E infelizmente vivemos numa sociedade dos discursos pois é mais ou menos fácil fazer um discurso, mas daí a tornar o discurso efetivo…
Oi prima, passando aqui deixar um abraço para você e sua comadre e claro, um forte abraço no Pedro…tenho 3 filhos autistas, que ainda não falam e me preocupo muito como será o amanhã deles…Deus nos de forças e nos proteja nesta caminhada
Fábio Divino, Seus desafios são grandes.
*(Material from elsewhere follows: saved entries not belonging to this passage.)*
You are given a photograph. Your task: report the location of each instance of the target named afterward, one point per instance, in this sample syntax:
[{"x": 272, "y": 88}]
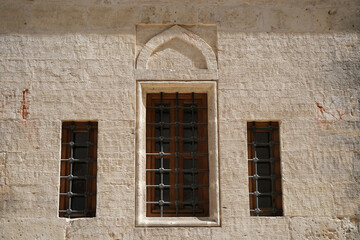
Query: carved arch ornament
[{"x": 168, "y": 35}]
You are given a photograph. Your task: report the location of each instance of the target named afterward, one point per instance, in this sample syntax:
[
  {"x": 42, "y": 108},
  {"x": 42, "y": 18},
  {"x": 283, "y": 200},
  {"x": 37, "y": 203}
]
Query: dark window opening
[
  {"x": 78, "y": 169},
  {"x": 177, "y": 169},
  {"x": 264, "y": 169}
]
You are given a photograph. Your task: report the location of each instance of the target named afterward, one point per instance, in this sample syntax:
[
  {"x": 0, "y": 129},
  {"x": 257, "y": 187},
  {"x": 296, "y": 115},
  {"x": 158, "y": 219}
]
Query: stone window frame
[{"x": 209, "y": 87}]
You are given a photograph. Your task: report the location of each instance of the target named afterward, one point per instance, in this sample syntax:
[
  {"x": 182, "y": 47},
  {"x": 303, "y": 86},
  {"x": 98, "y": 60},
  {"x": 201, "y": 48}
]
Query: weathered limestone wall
[{"x": 294, "y": 61}]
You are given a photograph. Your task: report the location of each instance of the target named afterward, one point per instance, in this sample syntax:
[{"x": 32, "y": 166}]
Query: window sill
[{"x": 177, "y": 222}]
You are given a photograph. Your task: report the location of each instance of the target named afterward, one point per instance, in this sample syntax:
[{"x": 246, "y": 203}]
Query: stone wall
[{"x": 293, "y": 61}]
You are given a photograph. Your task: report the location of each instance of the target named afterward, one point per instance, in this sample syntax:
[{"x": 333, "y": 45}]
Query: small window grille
[
  {"x": 78, "y": 169},
  {"x": 177, "y": 169},
  {"x": 264, "y": 169}
]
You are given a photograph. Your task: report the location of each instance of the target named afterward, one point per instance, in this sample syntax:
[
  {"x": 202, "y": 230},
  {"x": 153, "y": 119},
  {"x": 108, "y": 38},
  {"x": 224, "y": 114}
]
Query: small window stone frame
[{"x": 145, "y": 87}]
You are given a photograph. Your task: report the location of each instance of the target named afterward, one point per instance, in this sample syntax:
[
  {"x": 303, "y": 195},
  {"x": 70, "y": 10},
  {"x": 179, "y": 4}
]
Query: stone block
[
  {"x": 57, "y": 18},
  {"x": 13, "y": 18}
]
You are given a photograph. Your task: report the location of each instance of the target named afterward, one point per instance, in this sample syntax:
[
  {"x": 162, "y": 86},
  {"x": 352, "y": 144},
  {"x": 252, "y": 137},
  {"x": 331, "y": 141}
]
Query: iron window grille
[
  {"x": 177, "y": 168},
  {"x": 264, "y": 169},
  {"x": 78, "y": 169}
]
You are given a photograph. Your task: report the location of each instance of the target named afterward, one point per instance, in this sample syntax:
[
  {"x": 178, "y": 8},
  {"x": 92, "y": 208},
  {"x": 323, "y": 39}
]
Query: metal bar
[
  {"x": 161, "y": 158},
  {"x": 177, "y": 150}
]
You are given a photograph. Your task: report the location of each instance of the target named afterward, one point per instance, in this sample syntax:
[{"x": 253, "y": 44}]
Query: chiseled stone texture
[{"x": 291, "y": 61}]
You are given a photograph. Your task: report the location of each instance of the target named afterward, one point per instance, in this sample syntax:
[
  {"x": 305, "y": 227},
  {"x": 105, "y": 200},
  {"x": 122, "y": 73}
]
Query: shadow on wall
[{"x": 110, "y": 16}]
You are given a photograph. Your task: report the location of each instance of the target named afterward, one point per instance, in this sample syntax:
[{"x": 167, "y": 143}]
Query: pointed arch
[{"x": 183, "y": 34}]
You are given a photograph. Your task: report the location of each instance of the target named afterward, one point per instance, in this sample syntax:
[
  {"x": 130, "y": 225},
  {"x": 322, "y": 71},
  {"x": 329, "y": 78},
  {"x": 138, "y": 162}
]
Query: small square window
[{"x": 78, "y": 170}]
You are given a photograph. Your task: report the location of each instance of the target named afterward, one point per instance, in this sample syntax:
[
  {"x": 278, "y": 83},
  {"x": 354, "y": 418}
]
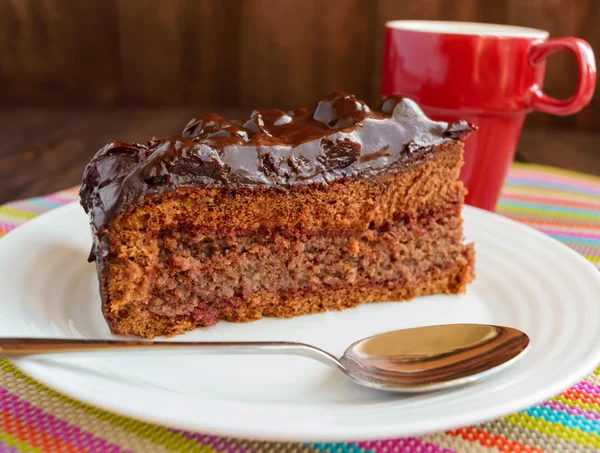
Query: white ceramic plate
[{"x": 524, "y": 279}]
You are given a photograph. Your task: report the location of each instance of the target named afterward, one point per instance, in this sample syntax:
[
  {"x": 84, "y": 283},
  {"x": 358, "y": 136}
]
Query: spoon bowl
[
  {"x": 420, "y": 359},
  {"x": 433, "y": 357}
]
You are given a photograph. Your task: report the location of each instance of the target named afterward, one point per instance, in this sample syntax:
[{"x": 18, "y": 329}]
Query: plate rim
[{"x": 376, "y": 432}]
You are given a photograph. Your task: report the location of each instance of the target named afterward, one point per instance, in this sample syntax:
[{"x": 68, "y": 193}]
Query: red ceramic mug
[{"x": 489, "y": 75}]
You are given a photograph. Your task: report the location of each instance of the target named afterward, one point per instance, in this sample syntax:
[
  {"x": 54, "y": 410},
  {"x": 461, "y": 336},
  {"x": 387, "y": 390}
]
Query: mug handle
[{"x": 586, "y": 82}]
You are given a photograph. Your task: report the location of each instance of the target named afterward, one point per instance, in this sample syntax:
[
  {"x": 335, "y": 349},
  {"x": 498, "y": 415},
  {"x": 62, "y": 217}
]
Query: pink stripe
[
  {"x": 587, "y": 387},
  {"x": 571, "y": 410},
  {"x": 517, "y": 175},
  {"x": 573, "y": 234},
  {"x": 216, "y": 443},
  {"x": 48, "y": 423},
  {"x": 553, "y": 201},
  {"x": 403, "y": 444}
]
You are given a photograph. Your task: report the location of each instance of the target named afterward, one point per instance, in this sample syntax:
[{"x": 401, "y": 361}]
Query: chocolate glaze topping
[{"x": 342, "y": 137}]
Quando meu filho ele era um ser prefeito e frágil. Quando olhei para ele sabia que faria qualquer coisa para ele ser feliz. Mas aprendi ao longo da caminhada que por mais que a gente queira não consegue sozinho atender todas as demandas que um filho especial precisa. Talvez o conselho que eu possa dar seja aceite toda a ajuda que seus familiares puderem dar na ação de cuidar. Sugiro também que você e sua esposa aprendam a tirar momentos para descansar, para se reabastecerem. Pois ao cuidarmos 24 horas por dia, todos os dias da semana e todos os meses do ano. Podemos ficar exaustos e doentes. E o nosso cuidado corre o risco de perder a qualidade que eles precisam. Sei que é difícil nos afastarmos por algumas horas de nossos filhos pequenos. Entretanto, nós precisamos nos mantermos saudáveis para conseguirmos cuidar deles, durante toda a nossa existência. E quando temos filhos especiais desejamos ter vida longa.
Um abraço cheio de coragem para você, sua esposa e seus filhos.
Cícera
é realmente um grande desafio Cícera e é tão necessário o apoio, que muitas vezes não vem…
Primo, eu não tenho a sua vivência ou a de Cícera, minha amiga e comadre… o que sei é que tanto os seus filhos quanto o dela, Pedro, meu afilhado, estão recebendo todo o carinho dos pais e, talvez hoje isso seja exatamente o que eles precisam, mas sei também que a preocupação com o futuro é um item bem presente na vida dela e na sua também, então o que resta é tentar lutar por mais e melhores políticas públicas, reais, para além de todos os discursos que ouvimos a toda hora.
Precisamos que as pessoas tenham um olhar mais atento e práticas mais humanizadas para com o diferente.